C’est extrêmement compliqué, nous avons financé la structure à titre privé avec mon conjoint, pour créer le centre et acheter le terrain qui était à l’abandon, à l’époque. Il a fallu faire tous les travaux. Comme on n’a pas de financements, on crée tout nous-même, les travaux on les fait à la main, en famille. Mais il faut aussi gérer le centre, alors on essaie de demander des dons aux particuliers et de faire du mécénat auprès de différentes entreprises mais c’est extrêmement compliqué. La cause que l’on défend est encore taboue, alors on a beaucoup de mal à lever des fonds.
Beaucoup de gens nous suivent sur les réseaux sociaux par curiosité, pour voir à quoi correspond le handicap animalier, ça intrigue parce que c’est quelque chose que les gens ne connaissent pas. Mais de là à nous faire un don, c’est plus compliqué. J’arrive à trouver des sous, mais j’ai des dettes. Le but c’est d’arriver à soulever plus de fonds pour pouvoir souffler, parce que c’est un stress quotidien monstrueux. Le montant est très élevé. Quand un animal arrive, ça peut coûter de 2000 à plus de 10000€. Chacun a un budget mensuel dédié, mais il faut aussi compter les frais d’entretiens dont ceux de l’infrastructure, les charges des salarié.e.s, on est plus de dix au total. On veut sensibiliser les gens à ne pas systématiquement faire euthanasier leur animal handicapé, mais de réfléchir aux possibilités de les aider. Et aussi montrer qu’un animal peut ressentir de la peine, de la douleur, de la joie: ce n’est pas un objet mais un être vivant.

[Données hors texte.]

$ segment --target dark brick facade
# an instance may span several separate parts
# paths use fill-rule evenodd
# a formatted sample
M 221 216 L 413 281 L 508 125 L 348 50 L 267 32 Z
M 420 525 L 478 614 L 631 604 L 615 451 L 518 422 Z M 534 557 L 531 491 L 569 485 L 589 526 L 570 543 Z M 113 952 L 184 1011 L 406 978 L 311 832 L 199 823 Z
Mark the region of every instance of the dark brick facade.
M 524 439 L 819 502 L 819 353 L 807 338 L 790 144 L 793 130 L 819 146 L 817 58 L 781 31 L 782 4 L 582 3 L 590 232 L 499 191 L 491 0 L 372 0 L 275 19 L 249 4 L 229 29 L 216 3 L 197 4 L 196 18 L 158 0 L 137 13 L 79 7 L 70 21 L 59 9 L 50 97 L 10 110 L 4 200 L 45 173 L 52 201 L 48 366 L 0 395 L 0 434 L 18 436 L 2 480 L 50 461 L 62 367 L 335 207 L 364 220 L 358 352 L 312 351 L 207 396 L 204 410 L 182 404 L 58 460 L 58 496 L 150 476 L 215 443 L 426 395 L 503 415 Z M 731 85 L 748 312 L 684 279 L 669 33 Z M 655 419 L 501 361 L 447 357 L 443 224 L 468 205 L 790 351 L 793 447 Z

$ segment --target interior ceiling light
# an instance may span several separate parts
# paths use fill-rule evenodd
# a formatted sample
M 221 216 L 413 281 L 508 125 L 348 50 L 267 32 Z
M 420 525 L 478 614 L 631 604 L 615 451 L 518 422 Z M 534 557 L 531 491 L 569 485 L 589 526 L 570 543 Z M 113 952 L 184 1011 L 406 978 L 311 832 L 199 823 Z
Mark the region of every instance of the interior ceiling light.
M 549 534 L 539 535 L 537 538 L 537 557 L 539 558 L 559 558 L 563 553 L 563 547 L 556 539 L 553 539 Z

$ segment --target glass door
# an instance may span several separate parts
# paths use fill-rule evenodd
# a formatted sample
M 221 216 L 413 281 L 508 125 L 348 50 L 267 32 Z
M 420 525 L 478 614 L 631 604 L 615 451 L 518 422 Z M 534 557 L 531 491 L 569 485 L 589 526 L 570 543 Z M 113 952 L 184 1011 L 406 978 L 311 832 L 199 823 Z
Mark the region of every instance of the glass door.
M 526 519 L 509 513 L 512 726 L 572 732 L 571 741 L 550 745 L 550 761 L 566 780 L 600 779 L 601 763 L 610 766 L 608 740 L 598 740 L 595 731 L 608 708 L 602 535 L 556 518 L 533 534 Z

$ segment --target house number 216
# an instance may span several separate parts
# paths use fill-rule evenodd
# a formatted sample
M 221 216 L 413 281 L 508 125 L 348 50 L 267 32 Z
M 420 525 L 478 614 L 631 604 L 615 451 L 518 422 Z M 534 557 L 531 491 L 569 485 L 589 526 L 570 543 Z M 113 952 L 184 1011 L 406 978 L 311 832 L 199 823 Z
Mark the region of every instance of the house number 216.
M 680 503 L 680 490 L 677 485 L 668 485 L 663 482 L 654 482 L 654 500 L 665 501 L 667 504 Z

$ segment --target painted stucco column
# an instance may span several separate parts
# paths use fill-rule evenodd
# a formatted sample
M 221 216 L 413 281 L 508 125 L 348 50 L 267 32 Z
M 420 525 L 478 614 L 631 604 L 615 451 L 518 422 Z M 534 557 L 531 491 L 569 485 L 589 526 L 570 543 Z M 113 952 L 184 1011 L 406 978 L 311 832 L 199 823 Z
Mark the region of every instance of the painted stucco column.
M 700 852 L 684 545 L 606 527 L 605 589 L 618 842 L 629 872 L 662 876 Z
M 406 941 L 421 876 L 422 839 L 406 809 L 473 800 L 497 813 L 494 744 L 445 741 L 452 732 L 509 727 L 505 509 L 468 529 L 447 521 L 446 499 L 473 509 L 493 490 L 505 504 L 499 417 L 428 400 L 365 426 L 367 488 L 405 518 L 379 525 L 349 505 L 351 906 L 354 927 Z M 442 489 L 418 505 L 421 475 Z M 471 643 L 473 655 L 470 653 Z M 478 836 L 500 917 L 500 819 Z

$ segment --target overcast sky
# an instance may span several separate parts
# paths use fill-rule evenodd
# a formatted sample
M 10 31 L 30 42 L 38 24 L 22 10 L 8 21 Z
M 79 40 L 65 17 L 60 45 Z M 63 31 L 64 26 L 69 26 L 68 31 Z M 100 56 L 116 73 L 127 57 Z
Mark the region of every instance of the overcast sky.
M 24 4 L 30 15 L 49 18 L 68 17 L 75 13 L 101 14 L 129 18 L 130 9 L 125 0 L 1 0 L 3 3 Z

Comment et par qui sont réalisés les appareillages* des animaux dont vous vous occupez?
On travaille avec des orthoprothésistes, qui réalisent des prothèses pour animaux, et des sociétés qui font des orthèses –mais 90% de celles que nous avons, nous les avons nous-même créées, qu’elles soient en 3D ou en fibre de carbone, et destinées à un chat, un chien ou à un animal de la ferme.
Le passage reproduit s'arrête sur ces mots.